The Debris Orb Weaver Cyclosa sp.

I have said time and again – a stroll on the wild side often throws up surprises. Here I was, sitting in front of a very interesting spider web with admiration for the little genius. The web was very delicate and exquisitely crafted.

Web of a Debris Orb Weaver Cyclosa sp.


This was not the first time I had seen this kind of a web. But this reminded me of the first time I saw something similar. On that occasion, still very unfamiliar with the ways of the spiders, I carefully examined the delicate web built about 2 feet from the ground. It was a typical orb web that all of us are so very familiar with. It was different from other orb webs in having prominent white silk used by the spider to weave an interesting pattern near the centre of the web.

The spider had also accumulated debris in a linear fashion. The debris contained, what seemed like insect remains and other unidentifiable material. But I saw no spider?!?!

Cyclosa insulana blending in with the debris.

Only much later, when I learnt about the devious ways of these tiny spiders did I start discerning the form of the spider in the midst of the debris! The form and colour of the spider, the way it sits on the web amidst the debris all render the spider ‘invisible’ to an untrained eye! In an earlier article on Camouflage, I had showcased examples of various organisms blending in with their background. Here, the spider creates a situation to render its form inconspicuous. One wonders how the spider knows to do this!

The white silk that the spider weaves into its web is called the stabilimentum. As to why the Debris Orb Weaver and a few other spiders incorporate a stabilimentum in their webs is still debated. There are no conclusive answers yet.

Cyclosa cf simoni in its web. Cyclosa sp. sitting in the centre of the web with debris on either side.


Let us come back to the current web and its inhabitant. The position of the web and the manner in which the spider was resting on the web were just ideal for photography. I sat down and got some satisfactory pictures. The spider itself with all its legs drawn close to the body looked just like a mass of debris that was next to it.

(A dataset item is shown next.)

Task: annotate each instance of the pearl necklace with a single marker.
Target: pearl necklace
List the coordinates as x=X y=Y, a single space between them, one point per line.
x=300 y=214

Spider resembling the debris.


On coming home, I transferred the images and was processing the images when what I saw sent me into a tizzy. I was shocked and surprised. I was also wondering as to how I missed it when photographing the spider. There were several eggs on the spider!

Eggs on the spider !


These eggs perhaps belonged to a parasite. My curiosity was so intense that I had to share this with someone. So, I quickly made a call to a friend who studies spiders – Dr. Manju Siliwal – and described the whole thing to her and also sent the picture to her. She in turn sent it to a friend and told me that these could be eggs of a wasp!

The basic question in my mind was answered. But a whole new set of questions raised their heads. How did the wasp lay its eggs on the spider that was suspended in mid air? In spite of the spider being so well camouflaged, how did the wasp locate the spider? Would not the spider move away or avoid the wasp? Or, would the wasp do something to temporarily immobilize the spider?

I may not find answers until I get lucky and witness the whole episode unfurl in front of me. So, as usual, the wait begins!